This explanation, however persuasive, poses starkly yet another question: “Why did the North and South get started on such divergent paths in the eleventh century? [which is not answered…]

Social contexts condition [largely determine?] the effectiveness of formal institutions.

(p.182)

This is one lesson gleaned from our research: Social context and history profoundly condition the effectiveness of institutions. Where the regional soil is fertile, the regions draw sustenance from regional traditions, but where the soil is poor, the new institutions are stunted. [emphasis in original]

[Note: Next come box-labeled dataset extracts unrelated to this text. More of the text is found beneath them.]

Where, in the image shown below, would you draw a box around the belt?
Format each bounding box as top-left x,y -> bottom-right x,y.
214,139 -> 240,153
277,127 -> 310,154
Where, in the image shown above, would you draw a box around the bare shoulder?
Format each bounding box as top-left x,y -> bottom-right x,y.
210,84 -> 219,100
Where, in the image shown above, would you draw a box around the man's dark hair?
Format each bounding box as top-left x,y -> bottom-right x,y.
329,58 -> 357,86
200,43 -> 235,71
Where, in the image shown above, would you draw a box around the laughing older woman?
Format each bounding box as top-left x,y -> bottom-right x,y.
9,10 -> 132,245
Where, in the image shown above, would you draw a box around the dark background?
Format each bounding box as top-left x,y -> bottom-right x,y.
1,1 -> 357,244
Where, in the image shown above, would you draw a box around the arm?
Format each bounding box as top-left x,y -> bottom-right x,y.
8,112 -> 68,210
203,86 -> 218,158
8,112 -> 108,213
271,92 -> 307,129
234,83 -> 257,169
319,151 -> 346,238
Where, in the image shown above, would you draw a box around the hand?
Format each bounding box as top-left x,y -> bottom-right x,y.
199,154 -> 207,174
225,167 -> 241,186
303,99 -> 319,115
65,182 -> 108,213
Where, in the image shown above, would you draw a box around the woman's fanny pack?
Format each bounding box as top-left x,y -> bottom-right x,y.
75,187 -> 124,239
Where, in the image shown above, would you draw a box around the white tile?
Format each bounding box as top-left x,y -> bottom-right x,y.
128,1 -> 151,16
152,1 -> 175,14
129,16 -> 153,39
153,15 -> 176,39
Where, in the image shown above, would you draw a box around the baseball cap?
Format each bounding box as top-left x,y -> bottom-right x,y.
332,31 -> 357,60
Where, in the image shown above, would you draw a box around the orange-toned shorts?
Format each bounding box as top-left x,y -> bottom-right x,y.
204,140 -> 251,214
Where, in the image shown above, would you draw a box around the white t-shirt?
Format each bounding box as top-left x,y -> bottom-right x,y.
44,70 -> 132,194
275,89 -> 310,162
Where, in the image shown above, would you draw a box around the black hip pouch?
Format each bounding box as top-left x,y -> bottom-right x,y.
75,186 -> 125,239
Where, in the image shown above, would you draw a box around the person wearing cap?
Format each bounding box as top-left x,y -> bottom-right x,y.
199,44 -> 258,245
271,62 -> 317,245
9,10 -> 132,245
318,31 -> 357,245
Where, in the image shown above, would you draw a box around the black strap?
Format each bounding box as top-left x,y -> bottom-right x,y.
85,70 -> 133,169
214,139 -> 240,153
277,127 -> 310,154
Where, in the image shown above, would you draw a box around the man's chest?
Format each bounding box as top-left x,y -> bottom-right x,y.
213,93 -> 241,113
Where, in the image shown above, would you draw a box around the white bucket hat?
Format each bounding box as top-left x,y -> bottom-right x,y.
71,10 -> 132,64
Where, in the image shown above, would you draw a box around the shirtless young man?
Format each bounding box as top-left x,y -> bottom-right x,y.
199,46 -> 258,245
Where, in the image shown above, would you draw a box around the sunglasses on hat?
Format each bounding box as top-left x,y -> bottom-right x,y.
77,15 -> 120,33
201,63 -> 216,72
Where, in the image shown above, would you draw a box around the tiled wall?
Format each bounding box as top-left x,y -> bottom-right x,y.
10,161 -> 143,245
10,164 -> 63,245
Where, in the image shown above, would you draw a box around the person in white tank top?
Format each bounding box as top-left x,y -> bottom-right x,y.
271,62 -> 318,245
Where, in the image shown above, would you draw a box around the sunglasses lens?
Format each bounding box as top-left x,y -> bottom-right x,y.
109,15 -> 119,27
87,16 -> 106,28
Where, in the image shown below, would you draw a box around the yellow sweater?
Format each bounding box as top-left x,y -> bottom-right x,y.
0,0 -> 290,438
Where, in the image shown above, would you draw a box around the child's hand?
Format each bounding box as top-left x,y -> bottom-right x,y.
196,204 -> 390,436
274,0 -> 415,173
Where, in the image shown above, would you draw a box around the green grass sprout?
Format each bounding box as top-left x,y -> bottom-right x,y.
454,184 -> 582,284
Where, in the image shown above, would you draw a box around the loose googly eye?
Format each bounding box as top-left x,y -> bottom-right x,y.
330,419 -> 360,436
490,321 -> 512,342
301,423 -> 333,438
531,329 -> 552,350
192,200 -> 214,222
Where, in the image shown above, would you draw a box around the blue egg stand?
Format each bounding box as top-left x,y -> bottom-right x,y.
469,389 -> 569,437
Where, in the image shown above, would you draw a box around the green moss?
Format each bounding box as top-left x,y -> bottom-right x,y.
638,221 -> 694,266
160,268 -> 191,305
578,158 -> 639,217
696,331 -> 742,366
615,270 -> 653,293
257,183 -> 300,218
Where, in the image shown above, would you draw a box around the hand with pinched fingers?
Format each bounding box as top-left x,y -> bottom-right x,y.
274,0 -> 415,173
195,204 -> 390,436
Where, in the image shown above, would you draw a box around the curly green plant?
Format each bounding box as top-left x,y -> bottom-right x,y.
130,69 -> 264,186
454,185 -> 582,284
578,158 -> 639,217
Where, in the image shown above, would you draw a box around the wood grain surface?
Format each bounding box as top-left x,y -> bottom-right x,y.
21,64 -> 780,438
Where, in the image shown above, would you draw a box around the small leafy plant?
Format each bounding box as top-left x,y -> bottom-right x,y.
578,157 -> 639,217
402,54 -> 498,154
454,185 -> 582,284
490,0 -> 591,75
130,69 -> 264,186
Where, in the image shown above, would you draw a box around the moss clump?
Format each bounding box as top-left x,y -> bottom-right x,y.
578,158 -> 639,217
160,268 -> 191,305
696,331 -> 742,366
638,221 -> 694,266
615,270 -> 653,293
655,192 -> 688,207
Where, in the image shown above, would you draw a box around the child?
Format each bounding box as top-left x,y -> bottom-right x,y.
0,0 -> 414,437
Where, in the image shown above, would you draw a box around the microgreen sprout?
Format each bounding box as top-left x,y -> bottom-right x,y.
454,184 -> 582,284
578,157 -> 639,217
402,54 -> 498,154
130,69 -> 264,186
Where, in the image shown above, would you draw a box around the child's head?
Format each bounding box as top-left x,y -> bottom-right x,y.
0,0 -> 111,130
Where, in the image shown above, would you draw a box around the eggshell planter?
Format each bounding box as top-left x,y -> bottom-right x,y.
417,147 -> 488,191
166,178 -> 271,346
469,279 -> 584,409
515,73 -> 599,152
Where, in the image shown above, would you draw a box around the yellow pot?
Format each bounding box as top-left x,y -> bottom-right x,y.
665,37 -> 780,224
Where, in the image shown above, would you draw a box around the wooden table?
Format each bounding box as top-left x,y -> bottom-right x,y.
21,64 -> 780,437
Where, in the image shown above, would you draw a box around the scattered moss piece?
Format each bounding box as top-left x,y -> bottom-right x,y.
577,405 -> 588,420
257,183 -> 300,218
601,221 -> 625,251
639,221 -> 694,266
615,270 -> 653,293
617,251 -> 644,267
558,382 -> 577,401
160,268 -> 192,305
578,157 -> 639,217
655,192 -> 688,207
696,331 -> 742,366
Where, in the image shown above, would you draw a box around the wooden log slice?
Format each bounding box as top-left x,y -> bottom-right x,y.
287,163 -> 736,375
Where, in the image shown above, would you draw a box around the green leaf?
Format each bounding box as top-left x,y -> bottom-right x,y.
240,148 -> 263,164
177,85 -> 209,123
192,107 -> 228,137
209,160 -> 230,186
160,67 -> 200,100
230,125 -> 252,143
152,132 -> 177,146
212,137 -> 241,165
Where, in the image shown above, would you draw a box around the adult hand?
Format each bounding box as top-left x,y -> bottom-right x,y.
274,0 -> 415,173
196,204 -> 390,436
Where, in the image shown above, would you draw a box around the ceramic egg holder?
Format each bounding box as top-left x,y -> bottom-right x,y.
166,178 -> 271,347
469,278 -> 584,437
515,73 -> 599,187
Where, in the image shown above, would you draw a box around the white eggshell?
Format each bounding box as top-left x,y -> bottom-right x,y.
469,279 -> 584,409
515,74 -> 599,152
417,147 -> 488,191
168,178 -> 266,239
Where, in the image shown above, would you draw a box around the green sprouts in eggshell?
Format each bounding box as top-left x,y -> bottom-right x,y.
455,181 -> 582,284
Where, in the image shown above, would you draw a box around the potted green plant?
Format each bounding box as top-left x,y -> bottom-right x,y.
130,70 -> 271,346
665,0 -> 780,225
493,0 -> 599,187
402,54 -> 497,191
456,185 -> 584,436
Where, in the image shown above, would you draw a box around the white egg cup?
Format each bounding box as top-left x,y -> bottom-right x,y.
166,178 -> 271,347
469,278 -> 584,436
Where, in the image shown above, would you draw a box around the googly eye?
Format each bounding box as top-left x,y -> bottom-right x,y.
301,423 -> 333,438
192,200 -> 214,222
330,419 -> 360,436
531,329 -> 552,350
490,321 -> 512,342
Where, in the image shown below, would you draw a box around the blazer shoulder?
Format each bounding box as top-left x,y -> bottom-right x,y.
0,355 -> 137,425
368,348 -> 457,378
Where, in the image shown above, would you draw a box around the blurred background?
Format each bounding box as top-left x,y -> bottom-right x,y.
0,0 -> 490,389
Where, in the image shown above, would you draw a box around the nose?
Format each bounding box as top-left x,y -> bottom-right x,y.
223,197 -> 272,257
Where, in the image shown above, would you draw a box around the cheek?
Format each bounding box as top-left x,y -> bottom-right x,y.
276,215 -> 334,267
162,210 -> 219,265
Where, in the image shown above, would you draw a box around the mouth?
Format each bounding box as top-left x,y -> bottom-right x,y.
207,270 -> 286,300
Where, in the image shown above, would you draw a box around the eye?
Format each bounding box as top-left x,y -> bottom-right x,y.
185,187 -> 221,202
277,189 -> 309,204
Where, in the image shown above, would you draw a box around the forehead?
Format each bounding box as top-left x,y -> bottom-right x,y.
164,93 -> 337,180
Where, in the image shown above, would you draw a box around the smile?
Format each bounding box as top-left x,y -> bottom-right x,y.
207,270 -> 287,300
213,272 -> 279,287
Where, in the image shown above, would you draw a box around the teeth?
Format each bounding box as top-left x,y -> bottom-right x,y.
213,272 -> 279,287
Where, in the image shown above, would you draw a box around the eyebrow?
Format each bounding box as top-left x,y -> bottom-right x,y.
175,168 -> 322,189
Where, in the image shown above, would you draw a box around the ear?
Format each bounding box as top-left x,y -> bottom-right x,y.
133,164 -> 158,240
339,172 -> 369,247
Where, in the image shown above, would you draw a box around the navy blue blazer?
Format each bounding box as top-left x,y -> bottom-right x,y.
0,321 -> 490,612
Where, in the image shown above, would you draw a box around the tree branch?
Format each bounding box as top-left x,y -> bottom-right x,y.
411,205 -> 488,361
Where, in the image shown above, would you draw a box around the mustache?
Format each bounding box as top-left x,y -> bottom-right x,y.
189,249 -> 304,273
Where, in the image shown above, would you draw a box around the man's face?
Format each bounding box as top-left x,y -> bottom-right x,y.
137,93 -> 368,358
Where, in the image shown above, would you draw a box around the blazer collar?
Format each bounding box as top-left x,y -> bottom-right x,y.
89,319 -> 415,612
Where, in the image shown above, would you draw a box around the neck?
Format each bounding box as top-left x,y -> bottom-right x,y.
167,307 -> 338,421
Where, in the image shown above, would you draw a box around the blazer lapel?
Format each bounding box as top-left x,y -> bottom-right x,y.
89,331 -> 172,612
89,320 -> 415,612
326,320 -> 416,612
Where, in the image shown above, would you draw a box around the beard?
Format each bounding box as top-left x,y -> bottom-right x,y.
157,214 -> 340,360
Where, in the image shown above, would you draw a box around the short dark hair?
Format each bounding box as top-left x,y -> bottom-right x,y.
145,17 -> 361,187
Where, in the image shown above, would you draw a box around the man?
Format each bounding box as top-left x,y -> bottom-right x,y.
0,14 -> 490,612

Chapter Four: Explaining Performance

Civic participation is necessary to overcome mass poverty — technologies, institutions, policies and investments are not enough.

(pp.90-91)

More recently, an independent line of research has reinforced the view that associationism is a necessary precondition for effective self-government. Summarizing scores of case studies of Third World development, Milton Esman and Norman Uphoff conclude that local associations are a crucial ingredient in successful strategies of rural development:

A vigorous network of membership organizations is essential to any serious effort to overcome mass poverty under the conditions that are likely to prevail in most developing countries for the predictable future…While other components—infrastructure investments, supportive public policies, appropriate technologies, and bureaucratic and market institutions—are necessary, we cannot visualize any strategy of rural development combining growth in productivity with broad distribution of benefits in which participatory local organizations are not prominent.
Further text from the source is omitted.